PCA on the Oak Woods Dataset - Robust PCA

The morphometric dataset we used here is virtually “ideal” for running a generic PCA in R. It contains no missing values, zeroes, extreme values or outliers. However, the Oak Woods dataset is characterized by extreme variability, outliers and zero values:

load("OakWoods.Rdata")
boxplot(oak2)

As such, a prudent course would be to conduct a robust PCA.
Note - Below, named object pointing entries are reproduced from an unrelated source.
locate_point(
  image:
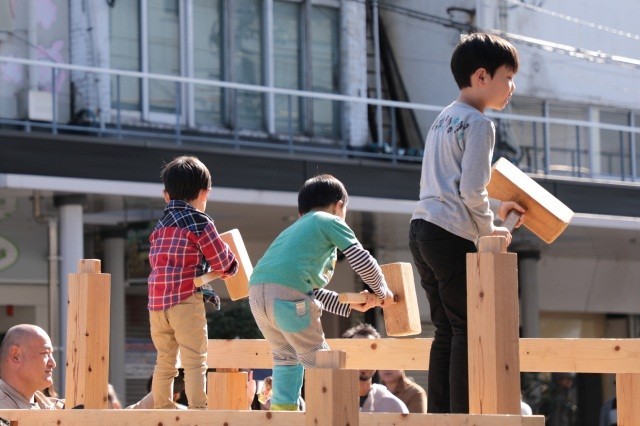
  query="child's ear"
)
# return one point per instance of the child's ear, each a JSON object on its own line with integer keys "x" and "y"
{"x": 480, "y": 75}
{"x": 204, "y": 194}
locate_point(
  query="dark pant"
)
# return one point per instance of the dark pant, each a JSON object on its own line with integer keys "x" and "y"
{"x": 440, "y": 258}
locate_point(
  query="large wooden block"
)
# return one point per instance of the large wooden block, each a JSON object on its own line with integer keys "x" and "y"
{"x": 87, "y": 366}
{"x": 238, "y": 284}
{"x": 227, "y": 390}
{"x": 403, "y": 317}
{"x": 493, "y": 320}
{"x": 546, "y": 216}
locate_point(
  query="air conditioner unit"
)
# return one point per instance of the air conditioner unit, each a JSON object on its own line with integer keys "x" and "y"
{"x": 36, "y": 105}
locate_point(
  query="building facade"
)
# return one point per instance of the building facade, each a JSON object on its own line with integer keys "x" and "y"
{"x": 96, "y": 96}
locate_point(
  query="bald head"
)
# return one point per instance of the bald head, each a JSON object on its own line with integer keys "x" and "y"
{"x": 20, "y": 335}
{"x": 26, "y": 359}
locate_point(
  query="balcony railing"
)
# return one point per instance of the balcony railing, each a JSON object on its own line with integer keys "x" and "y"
{"x": 538, "y": 144}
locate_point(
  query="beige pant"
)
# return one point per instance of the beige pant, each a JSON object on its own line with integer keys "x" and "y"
{"x": 183, "y": 327}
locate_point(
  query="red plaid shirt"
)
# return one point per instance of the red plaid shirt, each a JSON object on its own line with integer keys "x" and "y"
{"x": 184, "y": 244}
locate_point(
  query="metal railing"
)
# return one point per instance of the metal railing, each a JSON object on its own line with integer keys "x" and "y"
{"x": 537, "y": 150}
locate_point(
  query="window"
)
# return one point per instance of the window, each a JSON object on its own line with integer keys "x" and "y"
{"x": 124, "y": 27}
{"x": 225, "y": 40}
{"x": 207, "y": 60}
{"x": 306, "y": 46}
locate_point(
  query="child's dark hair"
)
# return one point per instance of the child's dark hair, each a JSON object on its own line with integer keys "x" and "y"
{"x": 319, "y": 192}
{"x": 184, "y": 177}
{"x": 361, "y": 330}
{"x": 481, "y": 50}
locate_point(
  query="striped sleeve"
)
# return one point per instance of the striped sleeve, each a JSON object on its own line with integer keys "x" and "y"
{"x": 330, "y": 302}
{"x": 367, "y": 267}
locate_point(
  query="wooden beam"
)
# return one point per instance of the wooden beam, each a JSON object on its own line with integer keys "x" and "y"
{"x": 331, "y": 392}
{"x": 580, "y": 355}
{"x": 628, "y": 395}
{"x": 536, "y": 355}
{"x": 236, "y": 418}
{"x": 227, "y": 390}
{"x": 87, "y": 366}
{"x": 493, "y": 319}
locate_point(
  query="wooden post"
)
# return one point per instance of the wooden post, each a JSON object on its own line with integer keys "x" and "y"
{"x": 493, "y": 320}
{"x": 331, "y": 393}
{"x": 227, "y": 390}
{"x": 87, "y": 366}
{"x": 628, "y": 395}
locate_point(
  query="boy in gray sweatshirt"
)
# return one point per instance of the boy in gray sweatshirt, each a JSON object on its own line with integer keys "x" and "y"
{"x": 454, "y": 209}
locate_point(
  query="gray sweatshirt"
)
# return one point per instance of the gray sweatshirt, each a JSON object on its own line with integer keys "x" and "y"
{"x": 455, "y": 172}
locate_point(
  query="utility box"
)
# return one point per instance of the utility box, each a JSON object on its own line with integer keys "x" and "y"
{"x": 36, "y": 105}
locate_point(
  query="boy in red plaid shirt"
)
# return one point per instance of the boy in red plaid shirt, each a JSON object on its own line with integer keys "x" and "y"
{"x": 184, "y": 245}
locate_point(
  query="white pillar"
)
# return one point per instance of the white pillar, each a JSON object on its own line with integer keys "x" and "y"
{"x": 114, "y": 263}
{"x": 529, "y": 299}
{"x": 353, "y": 33}
{"x": 71, "y": 250}
{"x": 594, "y": 143}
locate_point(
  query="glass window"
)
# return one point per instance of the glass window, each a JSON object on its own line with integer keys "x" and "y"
{"x": 615, "y": 147}
{"x": 164, "y": 53}
{"x": 207, "y": 60}
{"x": 287, "y": 52}
{"x": 325, "y": 67}
{"x": 247, "y": 61}
{"x": 124, "y": 27}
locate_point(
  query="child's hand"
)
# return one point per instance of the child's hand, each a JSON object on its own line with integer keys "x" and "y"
{"x": 506, "y": 207}
{"x": 388, "y": 298}
{"x": 502, "y": 232}
{"x": 372, "y": 301}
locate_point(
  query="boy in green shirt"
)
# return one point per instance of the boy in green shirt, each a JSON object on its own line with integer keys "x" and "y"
{"x": 286, "y": 289}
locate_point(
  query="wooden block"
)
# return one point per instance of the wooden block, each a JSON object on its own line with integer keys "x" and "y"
{"x": 87, "y": 365}
{"x": 403, "y": 317}
{"x": 331, "y": 359}
{"x": 628, "y": 395}
{"x": 546, "y": 216}
{"x": 238, "y": 284}
{"x": 331, "y": 396}
{"x": 493, "y": 320}
{"x": 227, "y": 391}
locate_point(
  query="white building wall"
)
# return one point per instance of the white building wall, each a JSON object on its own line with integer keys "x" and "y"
{"x": 423, "y": 49}
{"x": 556, "y": 76}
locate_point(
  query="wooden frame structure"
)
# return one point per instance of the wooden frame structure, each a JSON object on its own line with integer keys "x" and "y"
{"x": 491, "y": 274}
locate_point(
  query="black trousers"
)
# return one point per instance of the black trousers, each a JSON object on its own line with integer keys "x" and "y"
{"x": 440, "y": 258}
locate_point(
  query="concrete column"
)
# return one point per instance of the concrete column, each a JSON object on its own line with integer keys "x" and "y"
{"x": 529, "y": 299}
{"x": 353, "y": 33}
{"x": 70, "y": 210}
{"x": 114, "y": 243}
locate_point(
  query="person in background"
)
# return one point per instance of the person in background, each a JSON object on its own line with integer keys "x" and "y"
{"x": 26, "y": 368}
{"x": 373, "y": 397}
{"x": 558, "y": 403}
{"x": 412, "y": 394}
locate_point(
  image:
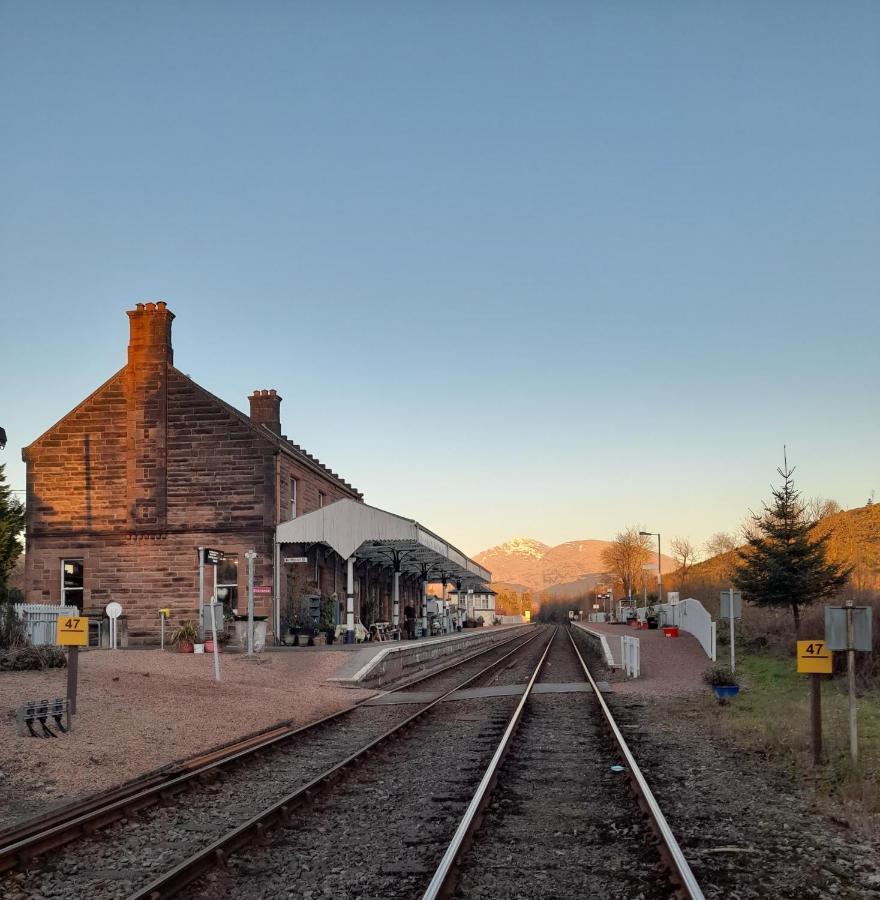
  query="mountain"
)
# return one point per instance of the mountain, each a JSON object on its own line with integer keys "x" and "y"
{"x": 538, "y": 566}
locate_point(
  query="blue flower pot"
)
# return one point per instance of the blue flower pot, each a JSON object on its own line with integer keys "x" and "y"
{"x": 723, "y": 691}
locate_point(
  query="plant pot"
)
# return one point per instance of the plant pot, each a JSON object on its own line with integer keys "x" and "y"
{"x": 725, "y": 691}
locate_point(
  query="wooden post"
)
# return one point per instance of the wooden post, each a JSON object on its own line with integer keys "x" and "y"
{"x": 851, "y": 683}
{"x": 72, "y": 673}
{"x": 816, "y": 718}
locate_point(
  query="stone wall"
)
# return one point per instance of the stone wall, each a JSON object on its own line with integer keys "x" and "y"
{"x": 149, "y": 468}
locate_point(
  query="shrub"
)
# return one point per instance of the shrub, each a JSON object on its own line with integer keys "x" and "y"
{"x": 185, "y": 633}
{"x": 719, "y": 675}
{"x": 12, "y": 631}
{"x": 37, "y": 658}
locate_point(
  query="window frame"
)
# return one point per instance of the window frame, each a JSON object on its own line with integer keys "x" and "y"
{"x": 66, "y": 591}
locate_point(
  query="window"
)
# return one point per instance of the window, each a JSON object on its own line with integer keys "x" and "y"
{"x": 227, "y": 584}
{"x": 72, "y": 582}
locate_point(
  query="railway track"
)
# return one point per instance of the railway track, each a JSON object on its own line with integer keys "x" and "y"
{"x": 502, "y": 790}
{"x": 551, "y": 788}
{"x": 85, "y": 822}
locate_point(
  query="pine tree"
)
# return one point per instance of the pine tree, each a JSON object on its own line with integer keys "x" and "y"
{"x": 11, "y": 525}
{"x": 782, "y": 565}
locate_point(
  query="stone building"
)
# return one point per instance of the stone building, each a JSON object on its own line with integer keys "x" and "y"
{"x": 125, "y": 489}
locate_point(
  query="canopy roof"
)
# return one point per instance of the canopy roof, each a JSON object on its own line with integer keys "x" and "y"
{"x": 375, "y": 536}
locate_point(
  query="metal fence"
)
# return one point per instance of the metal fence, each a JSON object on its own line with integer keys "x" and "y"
{"x": 630, "y": 656}
{"x": 40, "y": 620}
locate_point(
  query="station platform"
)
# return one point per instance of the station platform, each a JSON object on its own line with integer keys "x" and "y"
{"x": 376, "y": 664}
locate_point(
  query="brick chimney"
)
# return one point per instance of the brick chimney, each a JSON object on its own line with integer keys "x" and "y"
{"x": 150, "y": 340}
{"x": 146, "y": 395}
{"x": 266, "y": 409}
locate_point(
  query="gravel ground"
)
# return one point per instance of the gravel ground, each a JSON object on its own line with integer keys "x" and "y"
{"x": 747, "y": 831}
{"x": 383, "y": 829}
{"x": 668, "y": 665}
{"x": 558, "y": 798}
{"x": 141, "y": 709}
{"x": 129, "y": 854}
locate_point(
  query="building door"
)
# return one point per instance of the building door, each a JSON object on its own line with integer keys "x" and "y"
{"x": 227, "y": 584}
{"x": 72, "y": 581}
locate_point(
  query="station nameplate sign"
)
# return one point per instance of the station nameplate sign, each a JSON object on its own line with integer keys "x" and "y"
{"x": 814, "y": 657}
{"x": 72, "y": 631}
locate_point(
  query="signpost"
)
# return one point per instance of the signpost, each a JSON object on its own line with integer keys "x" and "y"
{"x": 164, "y": 613}
{"x": 215, "y": 647}
{"x": 814, "y": 659}
{"x": 731, "y": 608}
{"x": 72, "y": 632}
{"x": 114, "y": 611}
{"x": 849, "y": 628}
{"x": 212, "y": 558}
{"x": 250, "y": 556}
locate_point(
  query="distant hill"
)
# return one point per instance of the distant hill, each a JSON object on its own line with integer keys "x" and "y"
{"x": 537, "y": 566}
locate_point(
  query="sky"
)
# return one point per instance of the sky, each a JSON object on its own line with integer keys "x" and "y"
{"x": 544, "y": 269}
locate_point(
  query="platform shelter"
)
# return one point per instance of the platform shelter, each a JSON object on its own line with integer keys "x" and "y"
{"x": 365, "y": 536}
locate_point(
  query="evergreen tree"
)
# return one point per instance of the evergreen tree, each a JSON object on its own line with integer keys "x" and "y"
{"x": 783, "y": 565}
{"x": 11, "y": 525}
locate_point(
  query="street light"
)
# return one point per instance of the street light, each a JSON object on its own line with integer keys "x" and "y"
{"x": 659, "y": 575}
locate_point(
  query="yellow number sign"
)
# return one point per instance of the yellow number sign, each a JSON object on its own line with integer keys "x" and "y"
{"x": 73, "y": 631}
{"x": 814, "y": 658}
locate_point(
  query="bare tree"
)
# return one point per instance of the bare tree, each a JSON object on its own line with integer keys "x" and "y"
{"x": 721, "y": 542}
{"x": 686, "y": 555}
{"x": 721, "y": 558}
{"x": 818, "y": 508}
{"x": 626, "y": 555}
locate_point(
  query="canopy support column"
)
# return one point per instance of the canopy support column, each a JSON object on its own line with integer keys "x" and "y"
{"x": 424, "y": 616}
{"x": 349, "y": 601}
{"x": 395, "y": 598}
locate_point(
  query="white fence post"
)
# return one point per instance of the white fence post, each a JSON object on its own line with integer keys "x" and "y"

# Save data frame as a matrix and eliminate the first column (character)
oak.matrix <- as.matrix(oak2[,-1])
pca_oak_robust <- pca(oak.matrix, method = "robustPca", nPcs = 27,
                      center = TRUE, scaled = TRUE)
slplot(pca_oak_robust)

paran(oak.matrix, iterations = 5000, centile = 0, quietly = TRUE, 
    status = FALSE, all = TRUE, cfa = TRUE, graph = TRUE, color = TRUE, 
    col = c("black", "red", "blue"), lty = c(1, 2, 3), lwd = 1, legend = TRUE, 
    file = "", width = 640, height = 640, grdevice = "png", seed = 0)

## 
## Using eigendecomposition of correlation matrix.

In Summary, a PCA of any type may not be an appropriate statistical approach for this dataset. PCoA is a better choice with its built-in flexibility with respect to distance methods. Also, clustering based on any number of variables, such as stand, Elev.m, or AspClass would likely yield more meaningful results.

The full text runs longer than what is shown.